Consider running disk repair utility using CHKDSK \r command. You can also manually run this command by right clicking on C:\ drive > Properties tab > Check Disk .

If that didn't helps, consider repairing your Windows 7 computer as some important system files may have been damaged or corrupted and startup repair will repair or replace them with fresh and 100% working files. Startup repair may needs to run at least 2 to 3 times to take effect. 

Share your progress once you followed all the steps!!


----------



## spursfan_91 (Dec 30, 2007)

Sorry about the delay in replying, busy with night work. Unfortunately when I did the chkdsk, after running the computer froze with the message "Please wait while your computer restarts". I have just done the startup repair a couple of times and the only difference is that the circle on the shut down screen does not stop turning. Before it would freeze, now it just keeps going round and round without shutting down.
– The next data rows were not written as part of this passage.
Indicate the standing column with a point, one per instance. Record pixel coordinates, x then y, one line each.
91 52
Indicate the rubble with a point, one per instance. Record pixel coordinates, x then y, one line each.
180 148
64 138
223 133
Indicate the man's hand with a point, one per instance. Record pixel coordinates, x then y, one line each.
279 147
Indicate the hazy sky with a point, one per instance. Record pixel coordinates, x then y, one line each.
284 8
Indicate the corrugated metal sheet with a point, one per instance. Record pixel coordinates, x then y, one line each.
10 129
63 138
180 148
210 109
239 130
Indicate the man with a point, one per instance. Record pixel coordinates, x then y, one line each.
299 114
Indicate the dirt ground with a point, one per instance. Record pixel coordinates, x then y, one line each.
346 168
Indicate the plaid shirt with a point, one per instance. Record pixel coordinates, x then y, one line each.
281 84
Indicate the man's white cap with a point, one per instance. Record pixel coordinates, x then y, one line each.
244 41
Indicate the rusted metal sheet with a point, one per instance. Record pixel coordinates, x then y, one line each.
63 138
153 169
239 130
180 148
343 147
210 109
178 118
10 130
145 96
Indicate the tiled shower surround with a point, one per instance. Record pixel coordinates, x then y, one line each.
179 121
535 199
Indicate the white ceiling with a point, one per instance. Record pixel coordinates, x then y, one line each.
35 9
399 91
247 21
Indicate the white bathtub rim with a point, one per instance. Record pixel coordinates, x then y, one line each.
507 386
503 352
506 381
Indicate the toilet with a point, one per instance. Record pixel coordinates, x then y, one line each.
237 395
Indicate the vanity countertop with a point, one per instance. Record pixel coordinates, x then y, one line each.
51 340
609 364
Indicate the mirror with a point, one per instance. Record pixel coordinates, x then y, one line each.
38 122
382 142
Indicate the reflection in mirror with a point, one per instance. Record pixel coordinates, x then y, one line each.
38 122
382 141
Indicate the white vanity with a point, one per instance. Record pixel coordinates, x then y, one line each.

Still just turning the computer off by holding in the power button then just switching off via the power switch at the back of the tower.


----------



## tompatrick (Apr 19, 2010)

Well, you can try starting your system in clean boot mode which helps you pinpoint the exact process or program that causing this problem. To start the system in clean boot mode, follow the steps mentioned below:



> Click Start >1. type msconfig in the searchbox
> 2. Click msconfig in the search results
> 3. Click the General tab, and click Selective Startup
> 4. Under Selective Startup uncheck Load Startup items
> ...


Post your results after trying the steps above.


----------



## plodr (Jun 27, 2014)

Open Task Manger and write down what processes are running (aside from system idle). One of those processes is probably preventing windows from shutting down.


----------



## spursfan_91 (Dec 30, 2007)

Tompatrick; I did what you instructed. When I restarted the computer I was called away from the PC by a three year old demanding my attention. When I returned I caught the tail end of a BSOD, which stated POWER SYSTEM FAILURE. But the computer restarted okay. Then when I went to shut it down after it again froze in the shut down screen. Again when I turned off by holding the power button it shut down, but there was still power feeding through to my mouse and keyboard.

As for the task manager processes I have attached a word document with screen grabs. The first is when I do it and the second is when I "show processes from all users".


----------



## tompatrick (Apr 19, 2010)

Well, In that case I'd recommend you to scan complete system using MBAM (Malwarebytes Antimalware). It's just to check and ensure that there isn't any malicious programs preventing Windows to shutdown properly.


----------



## jenae (Mar 17, 2013)

Hi, you could be stuck in a wake on Lan, after adding the powerline adapter. Go to start, search and type:-

devmgmt.msc (press enter) locate your network card and right click select properties, under power management tab uncheck "Wake on Lan".


----------